The point seems to be as follows: The Nazis burned books; some parents are uncomfortable with schools giving their children books that depict children having sex; ergo those parents are like Nazis.
This rhetoric is false and despicable. The people who use it should be dismissed as utterly unserious hysterics, yet on many school committees such phrases pass for thoughtful dialogue.
Such incendiary rhetoric is used to draw a false equivalence between totalitarian book burning and parents asserting their constitutional right to control the health and education of their children.
There is no equivalence.
On the one hand, you have a central government carrying out an evil conspiracy to delete a culture and control the flow of ideas.

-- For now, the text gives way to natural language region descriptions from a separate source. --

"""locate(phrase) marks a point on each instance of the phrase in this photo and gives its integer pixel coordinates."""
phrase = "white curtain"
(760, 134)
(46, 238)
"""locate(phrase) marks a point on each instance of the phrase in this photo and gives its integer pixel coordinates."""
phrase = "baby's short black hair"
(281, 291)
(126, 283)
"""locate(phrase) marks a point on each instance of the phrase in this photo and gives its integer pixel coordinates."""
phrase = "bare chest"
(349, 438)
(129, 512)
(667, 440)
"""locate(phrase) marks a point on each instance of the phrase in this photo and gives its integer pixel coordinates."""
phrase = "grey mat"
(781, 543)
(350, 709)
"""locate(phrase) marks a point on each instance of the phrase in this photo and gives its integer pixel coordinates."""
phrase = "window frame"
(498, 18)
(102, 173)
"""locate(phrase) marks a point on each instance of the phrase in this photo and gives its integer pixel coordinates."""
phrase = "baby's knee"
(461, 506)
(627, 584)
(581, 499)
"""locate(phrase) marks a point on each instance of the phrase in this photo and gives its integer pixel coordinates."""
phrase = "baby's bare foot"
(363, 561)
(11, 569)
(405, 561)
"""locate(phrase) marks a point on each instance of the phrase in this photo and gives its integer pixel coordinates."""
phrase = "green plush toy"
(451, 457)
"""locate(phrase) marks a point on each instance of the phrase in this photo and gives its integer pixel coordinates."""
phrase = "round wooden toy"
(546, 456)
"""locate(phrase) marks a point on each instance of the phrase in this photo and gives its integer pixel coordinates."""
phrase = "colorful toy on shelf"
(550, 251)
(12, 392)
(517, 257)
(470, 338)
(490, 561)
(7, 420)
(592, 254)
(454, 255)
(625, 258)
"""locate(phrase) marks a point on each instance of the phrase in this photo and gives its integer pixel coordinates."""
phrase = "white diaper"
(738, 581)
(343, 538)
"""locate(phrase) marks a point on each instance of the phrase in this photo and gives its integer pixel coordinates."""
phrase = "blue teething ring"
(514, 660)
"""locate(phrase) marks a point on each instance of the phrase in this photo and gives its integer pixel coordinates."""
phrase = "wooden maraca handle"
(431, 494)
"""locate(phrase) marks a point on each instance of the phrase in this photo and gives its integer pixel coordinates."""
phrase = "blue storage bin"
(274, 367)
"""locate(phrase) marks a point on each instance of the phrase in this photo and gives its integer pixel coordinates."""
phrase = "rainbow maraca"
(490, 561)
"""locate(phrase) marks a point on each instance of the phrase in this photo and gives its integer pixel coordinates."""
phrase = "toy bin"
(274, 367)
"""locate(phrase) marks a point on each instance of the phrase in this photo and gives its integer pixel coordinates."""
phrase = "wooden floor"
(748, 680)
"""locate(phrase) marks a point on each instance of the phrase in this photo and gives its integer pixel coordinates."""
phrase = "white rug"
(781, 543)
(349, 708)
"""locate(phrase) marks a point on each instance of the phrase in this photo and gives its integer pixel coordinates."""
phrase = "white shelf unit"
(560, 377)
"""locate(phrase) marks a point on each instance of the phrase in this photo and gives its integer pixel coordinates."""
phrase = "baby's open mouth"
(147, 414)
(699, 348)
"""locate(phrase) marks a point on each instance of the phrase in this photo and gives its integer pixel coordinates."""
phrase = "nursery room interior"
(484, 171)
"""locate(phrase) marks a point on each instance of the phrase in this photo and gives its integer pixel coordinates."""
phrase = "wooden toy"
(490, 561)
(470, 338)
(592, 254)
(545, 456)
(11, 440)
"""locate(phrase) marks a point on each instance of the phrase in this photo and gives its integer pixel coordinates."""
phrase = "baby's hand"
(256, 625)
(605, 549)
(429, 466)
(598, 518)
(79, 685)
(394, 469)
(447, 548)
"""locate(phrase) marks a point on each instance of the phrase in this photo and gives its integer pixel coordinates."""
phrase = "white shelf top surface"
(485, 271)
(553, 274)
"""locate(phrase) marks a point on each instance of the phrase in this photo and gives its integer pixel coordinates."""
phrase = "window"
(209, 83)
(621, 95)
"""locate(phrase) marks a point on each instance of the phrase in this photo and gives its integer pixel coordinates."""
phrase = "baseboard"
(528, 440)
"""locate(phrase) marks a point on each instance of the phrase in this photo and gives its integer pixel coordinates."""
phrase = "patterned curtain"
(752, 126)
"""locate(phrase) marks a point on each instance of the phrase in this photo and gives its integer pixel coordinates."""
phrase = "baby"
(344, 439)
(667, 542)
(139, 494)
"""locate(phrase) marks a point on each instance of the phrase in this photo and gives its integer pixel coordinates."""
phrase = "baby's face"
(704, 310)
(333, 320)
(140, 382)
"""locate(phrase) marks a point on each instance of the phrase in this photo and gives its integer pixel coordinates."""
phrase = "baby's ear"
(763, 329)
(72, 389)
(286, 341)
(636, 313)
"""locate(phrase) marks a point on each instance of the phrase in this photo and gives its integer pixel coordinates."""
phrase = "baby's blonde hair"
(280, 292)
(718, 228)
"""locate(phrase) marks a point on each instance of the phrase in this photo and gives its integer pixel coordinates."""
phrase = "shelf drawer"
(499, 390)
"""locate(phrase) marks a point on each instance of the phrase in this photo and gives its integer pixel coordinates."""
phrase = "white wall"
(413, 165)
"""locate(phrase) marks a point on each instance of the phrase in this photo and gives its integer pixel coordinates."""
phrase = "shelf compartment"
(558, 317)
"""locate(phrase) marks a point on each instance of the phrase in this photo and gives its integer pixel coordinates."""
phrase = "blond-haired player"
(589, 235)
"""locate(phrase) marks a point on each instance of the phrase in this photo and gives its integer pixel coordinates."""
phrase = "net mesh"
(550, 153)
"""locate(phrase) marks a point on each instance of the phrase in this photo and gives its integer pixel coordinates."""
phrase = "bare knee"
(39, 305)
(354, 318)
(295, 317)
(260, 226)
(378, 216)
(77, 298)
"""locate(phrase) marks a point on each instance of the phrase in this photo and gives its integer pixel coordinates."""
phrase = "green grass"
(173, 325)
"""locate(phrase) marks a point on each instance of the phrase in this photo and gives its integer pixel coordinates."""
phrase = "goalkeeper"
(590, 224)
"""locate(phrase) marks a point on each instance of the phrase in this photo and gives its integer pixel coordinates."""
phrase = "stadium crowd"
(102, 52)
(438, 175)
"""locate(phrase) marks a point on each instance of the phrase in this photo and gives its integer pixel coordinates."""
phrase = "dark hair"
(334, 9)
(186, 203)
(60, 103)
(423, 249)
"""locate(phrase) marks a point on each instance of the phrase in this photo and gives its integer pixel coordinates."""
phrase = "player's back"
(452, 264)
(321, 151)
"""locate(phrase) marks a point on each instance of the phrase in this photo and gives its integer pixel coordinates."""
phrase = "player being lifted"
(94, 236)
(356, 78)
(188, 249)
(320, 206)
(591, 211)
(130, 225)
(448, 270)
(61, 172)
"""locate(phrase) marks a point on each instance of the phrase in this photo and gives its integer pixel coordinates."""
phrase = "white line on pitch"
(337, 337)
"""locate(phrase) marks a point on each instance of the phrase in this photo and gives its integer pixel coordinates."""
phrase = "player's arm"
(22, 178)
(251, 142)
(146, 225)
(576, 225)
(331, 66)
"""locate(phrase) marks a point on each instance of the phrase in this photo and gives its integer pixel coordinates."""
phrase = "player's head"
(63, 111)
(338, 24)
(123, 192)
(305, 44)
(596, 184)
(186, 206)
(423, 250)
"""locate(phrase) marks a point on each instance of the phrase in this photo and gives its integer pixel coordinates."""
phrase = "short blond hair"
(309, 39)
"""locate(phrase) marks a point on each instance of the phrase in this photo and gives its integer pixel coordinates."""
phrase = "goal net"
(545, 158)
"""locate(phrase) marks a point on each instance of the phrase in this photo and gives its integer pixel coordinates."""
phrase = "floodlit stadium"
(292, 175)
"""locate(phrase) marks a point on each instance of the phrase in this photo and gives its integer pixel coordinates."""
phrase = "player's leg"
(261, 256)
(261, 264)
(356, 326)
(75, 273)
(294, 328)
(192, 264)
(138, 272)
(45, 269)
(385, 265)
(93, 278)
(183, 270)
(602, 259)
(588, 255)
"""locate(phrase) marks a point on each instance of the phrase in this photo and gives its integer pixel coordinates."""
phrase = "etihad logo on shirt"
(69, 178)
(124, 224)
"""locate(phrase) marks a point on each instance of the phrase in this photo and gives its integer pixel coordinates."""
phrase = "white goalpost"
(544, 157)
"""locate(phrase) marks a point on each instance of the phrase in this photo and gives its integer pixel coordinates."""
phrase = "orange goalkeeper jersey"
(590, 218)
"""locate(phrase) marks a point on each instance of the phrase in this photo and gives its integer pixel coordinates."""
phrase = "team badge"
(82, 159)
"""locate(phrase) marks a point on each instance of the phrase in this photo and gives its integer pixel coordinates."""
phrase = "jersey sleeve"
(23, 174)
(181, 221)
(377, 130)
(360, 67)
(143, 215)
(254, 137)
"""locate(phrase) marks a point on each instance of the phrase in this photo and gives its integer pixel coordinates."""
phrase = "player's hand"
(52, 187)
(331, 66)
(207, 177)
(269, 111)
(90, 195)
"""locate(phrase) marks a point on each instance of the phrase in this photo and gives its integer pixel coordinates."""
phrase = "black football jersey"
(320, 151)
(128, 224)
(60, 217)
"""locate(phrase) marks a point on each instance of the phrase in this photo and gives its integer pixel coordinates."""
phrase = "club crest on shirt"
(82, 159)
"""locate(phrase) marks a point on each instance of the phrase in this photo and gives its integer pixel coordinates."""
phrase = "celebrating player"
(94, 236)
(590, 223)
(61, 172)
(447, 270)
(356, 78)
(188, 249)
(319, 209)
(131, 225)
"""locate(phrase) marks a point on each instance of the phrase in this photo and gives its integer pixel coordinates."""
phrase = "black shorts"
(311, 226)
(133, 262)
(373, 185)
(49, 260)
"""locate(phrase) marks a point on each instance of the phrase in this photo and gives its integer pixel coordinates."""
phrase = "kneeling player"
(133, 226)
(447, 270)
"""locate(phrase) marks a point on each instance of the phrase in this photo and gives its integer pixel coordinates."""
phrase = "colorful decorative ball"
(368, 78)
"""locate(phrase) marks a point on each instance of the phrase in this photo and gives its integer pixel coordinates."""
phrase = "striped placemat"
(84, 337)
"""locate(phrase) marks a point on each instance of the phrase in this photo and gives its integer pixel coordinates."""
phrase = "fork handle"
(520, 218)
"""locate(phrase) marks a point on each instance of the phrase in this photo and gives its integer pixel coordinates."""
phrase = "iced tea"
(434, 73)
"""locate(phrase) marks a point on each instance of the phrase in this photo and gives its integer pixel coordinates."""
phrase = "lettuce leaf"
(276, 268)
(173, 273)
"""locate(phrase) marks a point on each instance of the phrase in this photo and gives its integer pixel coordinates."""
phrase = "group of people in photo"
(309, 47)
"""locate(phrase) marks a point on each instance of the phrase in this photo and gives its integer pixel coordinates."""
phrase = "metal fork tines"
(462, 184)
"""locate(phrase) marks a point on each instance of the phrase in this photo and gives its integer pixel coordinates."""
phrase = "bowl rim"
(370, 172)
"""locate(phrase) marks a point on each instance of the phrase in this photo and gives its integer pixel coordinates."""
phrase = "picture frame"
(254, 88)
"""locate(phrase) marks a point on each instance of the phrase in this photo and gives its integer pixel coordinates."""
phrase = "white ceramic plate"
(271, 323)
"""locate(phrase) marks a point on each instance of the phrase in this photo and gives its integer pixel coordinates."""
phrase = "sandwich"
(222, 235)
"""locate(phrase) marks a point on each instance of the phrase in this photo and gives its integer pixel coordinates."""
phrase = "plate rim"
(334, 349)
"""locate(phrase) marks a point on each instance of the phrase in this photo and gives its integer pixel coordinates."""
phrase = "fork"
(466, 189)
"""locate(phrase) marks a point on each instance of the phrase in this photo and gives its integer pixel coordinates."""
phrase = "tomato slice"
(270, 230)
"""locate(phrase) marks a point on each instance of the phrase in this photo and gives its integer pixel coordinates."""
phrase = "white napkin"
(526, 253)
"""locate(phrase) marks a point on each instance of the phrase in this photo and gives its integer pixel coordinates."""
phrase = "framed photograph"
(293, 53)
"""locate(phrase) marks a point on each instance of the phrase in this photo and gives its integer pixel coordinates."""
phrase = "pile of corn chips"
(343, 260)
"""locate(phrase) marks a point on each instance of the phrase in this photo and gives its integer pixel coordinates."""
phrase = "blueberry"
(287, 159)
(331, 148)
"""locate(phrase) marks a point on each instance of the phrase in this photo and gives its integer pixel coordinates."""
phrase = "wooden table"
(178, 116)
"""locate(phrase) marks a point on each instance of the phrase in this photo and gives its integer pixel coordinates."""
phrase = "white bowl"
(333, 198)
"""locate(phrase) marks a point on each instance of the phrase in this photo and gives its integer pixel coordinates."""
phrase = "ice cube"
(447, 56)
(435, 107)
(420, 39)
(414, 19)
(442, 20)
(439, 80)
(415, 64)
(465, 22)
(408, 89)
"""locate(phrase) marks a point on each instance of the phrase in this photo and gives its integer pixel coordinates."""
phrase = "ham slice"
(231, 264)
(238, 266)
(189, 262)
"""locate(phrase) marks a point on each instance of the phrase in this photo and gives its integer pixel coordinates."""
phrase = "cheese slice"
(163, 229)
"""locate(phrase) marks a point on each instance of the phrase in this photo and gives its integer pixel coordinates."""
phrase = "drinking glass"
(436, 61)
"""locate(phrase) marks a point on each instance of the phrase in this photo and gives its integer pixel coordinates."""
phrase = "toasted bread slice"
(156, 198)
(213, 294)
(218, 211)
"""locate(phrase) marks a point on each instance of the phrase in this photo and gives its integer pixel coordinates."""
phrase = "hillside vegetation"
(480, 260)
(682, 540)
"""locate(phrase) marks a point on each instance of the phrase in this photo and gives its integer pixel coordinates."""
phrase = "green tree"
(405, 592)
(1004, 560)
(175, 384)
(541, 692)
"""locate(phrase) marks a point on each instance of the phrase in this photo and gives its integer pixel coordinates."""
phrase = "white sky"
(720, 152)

On the other hand, you have parents expressing love for their children, trying to protect their children.
The distinction that appears to be lost on those who invoke Nazi book burning in order to score political points is the distinction between “banning” a book and declining to proactively put that book in children’s hands.
Currently, Maine’s schools are using taxpayer resources to proactively put into children’s hands books that contain explicit sexual depictions, including at least one book that contains cartoon images of children having sex.
Liberal activists seem very, very keen on keeping those books in front of children for reasons I do not entirely understand.
But many parents feel differently. Many parents would like public schools to refrain from putting pornographic material in their children’s schools. Other parents would merely like an “opt out” system that allows their children to be protected from explicit material at schools. For this meager request, they are compared to Nazis.
Bear in mind, not one Maine parent has called for laws prohibiting the sale of these books.
Take for example the Mt. Ararat school system in Topsham. A liberal activist at a school board meeting this week invoked the “Nazi book burning” line.
Less than two miles from where she made that claim, Sherman’s Maine Coast Book Shop has a table with supposedly “banned” books on sale. To my knowledge, no jackbooted thugs have descended upon Sherman’s. Anyone in Topsham who wanted to see cartoon images of children having sex could drive over to Sherman’s and purchase a copy of Gender Queer toot suite. The same probably applies to every book store in the state of Maine, not to mention online retailers.
But the book is banned?
The plain truth is those who invoke the “Nazis burned books” line are using a viciously false comparison to malign the character and intentions of those with whom they disagree about school policy. The only people who would invoke such a comparison are either stupid or dishonest — or both. That they would do so bears more on their character than any of the parents at the school meeting expressing a more traditional or conservative view of the role of pornography in schools. It is incumbent upon those who would purport to be leaders in our communities to regard these people with an appropriate level of skepticism, considering they clearly have diminished capacity for thought.
For parents interested in protecting their children from the left-wing political experiments that have come to dominate our government-run schools, all that is required is a little courage, and the clarity to see through the false and nasty allegations lobbed against them by porn-loving progressives.